Jean-Claude Piris, the former head of the European Council’s legal service, has also said: “Article 50 is based on the principle that withdrawing from the EU is a unilateral decision. Nobody can force a state to leave.”
So we lodged papers in the Scottish courts, seeking a ruling from the national court to the ECJ for a definitive ruling – bearing in mind that the Article 50 process has never been used before.
Our first attempt failed – a Court of Session judge initially felt the issue was hypothetical as the UK Government had stated it did not intend to halt the process.
But our appeal was successful, as Scotland’s most senior judge, Lord Carloway, determined it was clear – in terms of the European Union (Withdrawal) Act – that MPs will be required to vote on whether to ratify the Brexit deal.
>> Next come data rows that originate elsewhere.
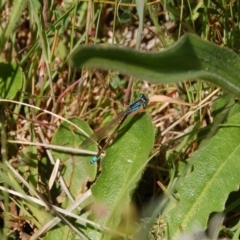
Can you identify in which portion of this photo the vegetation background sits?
[0,0,240,239]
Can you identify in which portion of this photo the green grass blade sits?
[90,114,154,239]
[71,34,240,95]
[166,113,240,237]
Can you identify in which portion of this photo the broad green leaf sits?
[90,114,154,239]
[52,118,96,196]
[71,34,240,96]
[166,113,240,237]
[0,62,22,99]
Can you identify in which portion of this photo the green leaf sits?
[0,62,22,99]
[71,34,240,96]
[166,113,240,237]
[52,118,97,196]
[90,114,154,239]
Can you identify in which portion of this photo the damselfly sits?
[80,94,148,163]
It is neither academic nor premature to ask whether it is legally competent to revoke the Article 50 notification.
The Court of Session sent a reference to the ECJ seeking a ruling, but the UK Government – in an act of sheer desperation – lodged an appeal at the Supreme Court in London. This was quickly dismissed, as the court confirmed it is the ECJ which “must assume responsibility for the subsequent judicial decision”.
So that is how we have got to today.
Since the legal process began, “Chequers” has come and gone, and the Prime Minister’s worst-of-all-worlds deal was agreed by the EU at the weekend.
It’s a bad deal for the economy with no guarantee of frictionless trade in the future; it’s a bad deal for workers with no guarantees that Britain will keep EU standards on workers’ rights; and it’s a bad deal for consumers with no guarantees on continued consumer rights.
The end of free movement will be harmful for economic growth here at home, but also for young people who will be denied the opportunity to travel, work, live, love and explore throughout the whole of the EU. It’s a deal which should be voted down by MPs in the Commons.
I very much hope the Luxembourg verdict is known before that meaningful vote takes place in Parliament. MPs should await the outcome, as a positive verdict would give them the option of pausing Brexit – not just picking between the dreadful choice of Mrs May’s deal or no-deal.
I am confident this alternative will be available. We must hold our nerve. We owe it to every voter in the UK to ensure that all avenues are fully explored.
Why are we running headlong towards this fork in the road where the signposts are ‘deal’ or ‘no deal’? Let’s pause before we reach the fork and reconsider our options.
Or – even better – let’s build an alternative path that’s signposted ‘people’s vote’. On this route we can put control back in the hands of the public – and let them decide if this Brexit chaos is really worth it.
Catherine Stihler is a Labour MEP for Scotland.